Abstract

Neural tube defects (NTDs) are among the most common congenital defects affecting approximately 1 in 1000 live births in North America. Their etiology is complex including environmental and genetic factors. Defects in the planar cell polarity (PCP) signaling pathway have been strongly associated with NTDs in animal models and human cohorts. Protein tyrosine kinase 7 (Ptk7) was shown to cause a very severe form of NTDs called craniorachischisis in a mouse model and genetically interacts with a core PCP member Vangl2 where double heterozygotes suffer from spina bifida. In this study, we examined the role of PTK7 in human NTDs to determine whether variants at this gene predispose to these defects. We sequenced the coding region and the exon-intron junctions of PTK7 in a cohort of 473 patients affected with various forms of open and closed NTDs. Novel and rare variants(<1%) were genotyped in a cohort of 473 individuals.

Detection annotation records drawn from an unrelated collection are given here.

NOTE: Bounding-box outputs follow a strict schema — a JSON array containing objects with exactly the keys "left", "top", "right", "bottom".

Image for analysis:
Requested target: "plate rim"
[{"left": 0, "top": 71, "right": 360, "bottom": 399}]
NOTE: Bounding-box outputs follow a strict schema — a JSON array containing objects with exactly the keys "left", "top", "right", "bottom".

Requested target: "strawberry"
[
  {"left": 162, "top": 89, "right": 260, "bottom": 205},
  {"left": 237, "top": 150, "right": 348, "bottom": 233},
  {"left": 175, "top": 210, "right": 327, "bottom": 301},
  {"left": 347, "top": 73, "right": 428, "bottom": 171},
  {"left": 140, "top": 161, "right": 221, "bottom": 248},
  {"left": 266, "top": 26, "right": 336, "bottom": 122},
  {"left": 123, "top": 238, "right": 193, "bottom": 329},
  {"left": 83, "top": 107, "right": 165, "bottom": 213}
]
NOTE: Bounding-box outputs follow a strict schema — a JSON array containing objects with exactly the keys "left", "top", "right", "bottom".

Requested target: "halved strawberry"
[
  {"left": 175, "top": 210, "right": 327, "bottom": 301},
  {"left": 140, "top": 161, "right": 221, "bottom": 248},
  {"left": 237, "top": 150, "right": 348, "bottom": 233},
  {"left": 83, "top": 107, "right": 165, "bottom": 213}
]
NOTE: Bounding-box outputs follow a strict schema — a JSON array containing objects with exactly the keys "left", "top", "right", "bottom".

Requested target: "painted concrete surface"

Their pathogenic effect was predicted in silico and functionally in an overexpression assay in a well-established zebrafish model. We identified in our cohort 6 rare variants, 3 of which were absent in public databases. One variant, p.Gly348Ser, acted as a hypermorph when overexpressed in the zebrafish model. We detected potentially pathogenic PTK7 variants in 1.1% of our NTD cohort. Our findings implicate PTK7 as a risk factor for NTDs and provide additional evidence for a pathogenic role of PCP signaling in these malformations.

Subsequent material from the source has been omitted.